1. Boots. Here is my letter to French females mostly between the ages of 13 and 25
Dear French amies-
While I will give you that the name of the apparatus on each of your feet is indeed called a boot, I would like to inform you that while this name suggests to a casual observer that your footwear will be more compatible with the necessities presented by snow, your boots do not, in fact, meet these necessities. Your boots are very chic. You’re in vogue. I applaud your efforts at walking through 4 inches of snow on the balls of your feet because your 2 inch stiletto heel isn’t exactly a sufficient base for treading on ice. Furthermore, your careful selection of brushed suede, camel color leather and ample side buckles does make your boot pretty to look at, and you wear it well. Sadly, the snow and slush do not agree. This precipitation is a mean and ugly menace that strives to make your foot coverings look dirty, wet and atrociously insufficient. The snow is winning. For the love of chestnuts roasting on an open fire can you please find some decent snow apparel?

On the subject of snow apparel: It is negative degrees outside. How do we know this? It is snowing. When it is negative degrees outside your hair looking coiffed and perfect should take a back seat to your ears possibly being missing because you lack the sense to put on a hat. I know I look funny wearing a hat, but I care little. I like my ears.
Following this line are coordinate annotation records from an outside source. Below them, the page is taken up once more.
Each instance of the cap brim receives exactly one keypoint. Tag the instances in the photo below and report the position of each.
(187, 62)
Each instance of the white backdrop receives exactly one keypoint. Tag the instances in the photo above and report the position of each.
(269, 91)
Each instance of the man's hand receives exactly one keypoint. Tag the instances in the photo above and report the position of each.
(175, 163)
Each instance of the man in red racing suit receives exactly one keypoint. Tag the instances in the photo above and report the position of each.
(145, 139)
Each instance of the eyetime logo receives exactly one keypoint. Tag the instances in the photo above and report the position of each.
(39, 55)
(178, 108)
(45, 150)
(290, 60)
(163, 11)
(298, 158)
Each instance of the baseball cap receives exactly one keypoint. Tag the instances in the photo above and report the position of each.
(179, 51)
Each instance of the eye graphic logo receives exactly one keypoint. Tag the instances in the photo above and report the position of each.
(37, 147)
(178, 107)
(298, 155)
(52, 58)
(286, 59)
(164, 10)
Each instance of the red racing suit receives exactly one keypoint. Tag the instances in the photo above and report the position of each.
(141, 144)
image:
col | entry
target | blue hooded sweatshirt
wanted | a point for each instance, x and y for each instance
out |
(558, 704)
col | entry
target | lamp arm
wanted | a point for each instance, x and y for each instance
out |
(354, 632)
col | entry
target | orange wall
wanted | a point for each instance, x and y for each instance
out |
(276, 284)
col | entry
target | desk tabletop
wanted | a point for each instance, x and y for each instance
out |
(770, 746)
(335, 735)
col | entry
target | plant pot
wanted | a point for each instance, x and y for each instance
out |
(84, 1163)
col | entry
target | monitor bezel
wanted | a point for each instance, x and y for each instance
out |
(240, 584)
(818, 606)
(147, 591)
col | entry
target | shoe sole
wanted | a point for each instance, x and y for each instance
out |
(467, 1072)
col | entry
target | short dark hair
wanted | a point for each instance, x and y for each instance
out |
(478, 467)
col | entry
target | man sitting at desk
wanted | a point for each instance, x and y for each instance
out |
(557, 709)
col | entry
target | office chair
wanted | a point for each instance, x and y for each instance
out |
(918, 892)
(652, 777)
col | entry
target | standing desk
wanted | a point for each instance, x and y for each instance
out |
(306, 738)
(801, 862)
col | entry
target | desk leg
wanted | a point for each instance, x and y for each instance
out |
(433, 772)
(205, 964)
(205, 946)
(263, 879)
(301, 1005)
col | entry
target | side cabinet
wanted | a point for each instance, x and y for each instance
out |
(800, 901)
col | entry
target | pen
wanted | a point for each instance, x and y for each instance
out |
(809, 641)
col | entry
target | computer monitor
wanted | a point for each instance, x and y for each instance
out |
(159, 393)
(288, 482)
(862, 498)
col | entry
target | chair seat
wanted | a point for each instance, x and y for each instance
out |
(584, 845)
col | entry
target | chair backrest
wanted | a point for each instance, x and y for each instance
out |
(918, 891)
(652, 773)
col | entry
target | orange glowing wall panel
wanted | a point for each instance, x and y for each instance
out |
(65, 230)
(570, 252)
I plan to keep them.

Please consider these thoughts as you continue through this winter.

With sincere hopes that you don’t break an ankle, bite the dust and eat some snow or lose your ears,

Me

2. I will admit that I do not understand in the least why people do not use umbrellas when there is a downpour going on outside. Sure, I’ll grant the possible excuse that the umbrella was forgotten, broken or the person is so happy that playing in the rain just seemed fun, but for the rest of the people walking around without an umbrella, I don’t get it. Here’s the debate though. Do you use an umbrella for snow? I don’t. Do people walk around thinking the same things as above about me when I arrive with snowflakes dusting my eyelashes and a coat depositing clumps of snow on their floor? I’m a staunch non-user of an umbrella for snow. I think it makes people look funny. I mean it is just snow. It isn’t like it is soaking you to the bone or anything. You simply brush off the flakes and move on. Does this make me a hypocrite? Boy, I sure hope not. No one likes a hypocrite.

I am very fond of snow. I like it when I’m sitting in front of a fire in the fireplace drinking hot chocolate. I love it on Christmas morning. I like it when I’m skiing. On snow. Not water. That would be cold. I like it when I’m making a snow man. I love Christmas cards with pictures of snow. I took an amazing picture in the snow when I first arrived in Clermont (I know, modesty is my strong suit). Doing donuts in the snow is fun. Snowball fights can be downright joyous. I’m really looking forward to sitting in the hot tub while snow falls around me and drinking some warm cider.
We all know the havoc snow can cause, and it very well might in my near future, but for now, let’s enjoy it.